January 2018
My longtime partner in life, Jovanni Sy, and I took a self-directed writing retreat in Squamish, BC to work on our first-ever artistic collaboration: the play Salesman in China, inspired by Arthur Miller's 1983 effort to direct his masterpiece Death of a Salesman in Communist Beijing. It was rainy and gross the whole time and we caught horrible colds and argued and ate curries out of the freezer for two weeks and also were incredibly productive. We researched and brainstormed and hashed out a massive portion of the building blocks of our play, including characters, themes, theatrical images, and a detailed outline. Nothing about this project so far is anything like the way either of us normally writes. That's what's so exciting about it.
February 2018
As part of our residency as Associates of the Playwrights Theatre Centre, Jovanni and I co-curated UNSCRIPTED: Salesman in China for PTC and the Gateway Theatre. The UNSCRIPTED series is PTC's way of helping us, the PTC Associates, to further our research while also introducing us to communities likely to connect to the projects we are working on together for the next three years. Unlike Jovanni, I am not a producer, and I found this unfamiliar sort of public outreach extremely nerve-wracking. ("Will I blather through my onstage interview with respected translator Fang Zhang? Will people be remotely interested in the subject of our play? Will our guest speakers resent coming all the way from Toronto and Boston? Will anyone show up?") Before and on the day, however, we were expertly supported by the teams from both Gateway and PTC; delicious Beijing snacks and museum-quality historical displays appeared as if magicked into existence by little bicultural house elves; our speakers Fang Zhang and Dr. Claire Conceison were dynamic and gracious; actors BC Lee and Johnny Wu did an astonishing job presenting a scene from Death of a Salesman in English and in Mandarin; and the crowd was large and diverse and thoughtful and enthusiastic. Jovanni and I came away feeling great about our project and about our partnerships... with PTC, with Gateway, and most of all, with each other.

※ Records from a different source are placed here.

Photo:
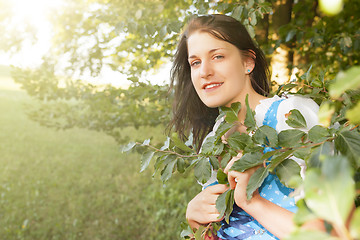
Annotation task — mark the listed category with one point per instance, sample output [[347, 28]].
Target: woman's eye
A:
[[194, 63]]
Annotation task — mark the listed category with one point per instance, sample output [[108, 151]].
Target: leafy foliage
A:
[[134, 37], [328, 179]]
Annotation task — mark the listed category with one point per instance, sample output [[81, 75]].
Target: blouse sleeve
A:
[[308, 108]]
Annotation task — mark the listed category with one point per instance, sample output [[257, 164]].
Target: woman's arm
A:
[[274, 218], [201, 210]]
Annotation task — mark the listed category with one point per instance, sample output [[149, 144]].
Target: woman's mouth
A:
[[211, 86]]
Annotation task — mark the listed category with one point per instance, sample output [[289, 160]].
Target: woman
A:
[[217, 64]]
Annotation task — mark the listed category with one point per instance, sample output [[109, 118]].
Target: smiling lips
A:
[[210, 86]]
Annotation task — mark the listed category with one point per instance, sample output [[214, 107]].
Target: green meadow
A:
[[76, 184]]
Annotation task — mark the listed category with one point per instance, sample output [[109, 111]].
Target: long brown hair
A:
[[189, 112]]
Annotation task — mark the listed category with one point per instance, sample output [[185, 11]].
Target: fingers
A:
[[234, 159], [217, 189]]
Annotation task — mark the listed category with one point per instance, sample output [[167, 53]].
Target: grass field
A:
[[75, 184]]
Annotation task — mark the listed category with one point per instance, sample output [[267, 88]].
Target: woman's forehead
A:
[[200, 42]]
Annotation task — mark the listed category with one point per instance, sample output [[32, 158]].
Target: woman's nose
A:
[[206, 69]]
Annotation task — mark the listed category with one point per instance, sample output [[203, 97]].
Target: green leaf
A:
[[237, 12], [217, 150], [202, 170], [330, 193], [319, 153], [354, 114], [266, 135], [290, 137], [166, 173], [290, 35], [350, 79], [303, 214], [180, 144], [348, 143], [318, 134], [145, 160], [180, 164], [166, 144], [208, 145], [222, 129], [225, 160], [256, 180], [249, 122], [128, 147], [269, 154], [214, 162], [301, 234], [231, 113], [296, 119], [355, 224], [146, 142], [247, 161], [224, 204], [238, 141], [302, 153], [279, 159], [288, 170], [221, 177]]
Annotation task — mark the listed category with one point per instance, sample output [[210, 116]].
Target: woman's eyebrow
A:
[[211, 51]]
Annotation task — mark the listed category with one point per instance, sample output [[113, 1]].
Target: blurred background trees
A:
[[303, 41], [137, 38]]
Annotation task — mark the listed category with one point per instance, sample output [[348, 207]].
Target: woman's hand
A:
[[201, 209], [239, 182]]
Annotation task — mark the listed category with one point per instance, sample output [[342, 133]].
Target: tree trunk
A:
[[281, 59]]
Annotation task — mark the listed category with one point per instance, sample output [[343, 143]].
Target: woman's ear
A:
[[250, 62]]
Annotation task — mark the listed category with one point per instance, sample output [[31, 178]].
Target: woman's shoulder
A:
[[281, 106]]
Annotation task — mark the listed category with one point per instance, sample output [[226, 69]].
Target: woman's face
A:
[[218, 72]]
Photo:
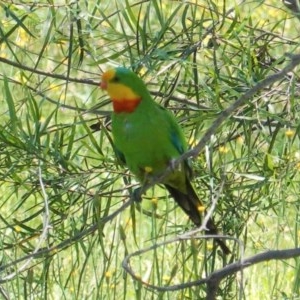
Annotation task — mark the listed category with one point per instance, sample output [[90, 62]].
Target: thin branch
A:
[[215, 277], [43, 236]]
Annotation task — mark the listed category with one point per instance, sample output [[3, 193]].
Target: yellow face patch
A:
[[117, 91]]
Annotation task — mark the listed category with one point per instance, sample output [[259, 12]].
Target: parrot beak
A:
[[103, 85]]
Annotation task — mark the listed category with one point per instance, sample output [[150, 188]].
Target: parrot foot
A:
[[136, 195]]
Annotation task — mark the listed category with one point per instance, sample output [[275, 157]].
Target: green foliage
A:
[[66, 219]]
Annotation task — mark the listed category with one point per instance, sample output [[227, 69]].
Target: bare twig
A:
[[216, 276]]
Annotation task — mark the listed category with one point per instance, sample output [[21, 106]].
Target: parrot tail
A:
[[191, 205]]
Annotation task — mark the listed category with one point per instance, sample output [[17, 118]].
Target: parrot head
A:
[[125, 89]]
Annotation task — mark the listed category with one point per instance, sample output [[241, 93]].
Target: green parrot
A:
[[148, 139]]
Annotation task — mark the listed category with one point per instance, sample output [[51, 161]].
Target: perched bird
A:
[[148, 139]]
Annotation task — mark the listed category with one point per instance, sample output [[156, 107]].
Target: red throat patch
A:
[[125, 105]]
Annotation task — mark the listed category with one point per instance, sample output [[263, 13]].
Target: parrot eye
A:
[[116, 79]]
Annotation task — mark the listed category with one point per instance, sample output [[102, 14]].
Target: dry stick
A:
[[216, 276], [213, 281], [54, 249]]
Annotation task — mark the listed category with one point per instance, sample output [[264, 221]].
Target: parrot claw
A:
[[136, 195]]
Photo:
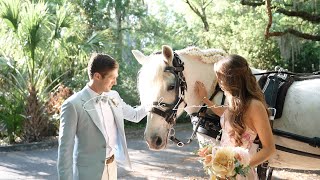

Meanwhile, two Québec productions went on tour with my surtitled translations helping to introduce them to English-speaking audiences:
• Joe, Jack, and John's Dis merci [Say Thank You], about Canadian attifudes toward refugees, came to Toronto's Progress Festival; and
• Les Éternels Pigistes brought the valedictory production of their 20-year collaboration, Christian Bégin's Pourquoi tu pleures...? [Why are you crying?], to Vancouver's Théâtre la Seizième.
March 2018
• I translated 9 children's stories – some by well-known Québec playwrights – for a new online subscription service called Miniminus, which looks poised to become the Netflix of children's literature.... except with much more Canadian content.
• I finished the first draft of I Am William, my translation of Rébecca Déraspe's delightful new musical Je suis William, which imagines Shakespeare as a dim but sweet actor whose ghost-writer is his brilliant sister. (Workshop by Théâtre le Clou TBA).
• The Humanity Bureau held two cast and crew screenings in the Okanagan
• Ruby Slippers Theatre and Gateway Theatre produced the world premiere of my translation of Catherine Léger's I Lost My Husband!... a wickedly funny, woman-powered, beautifully constructed and staged four-hander, which sold out every ticket even before it opened. Who is going to be smart enough to nab the remount, I wonder?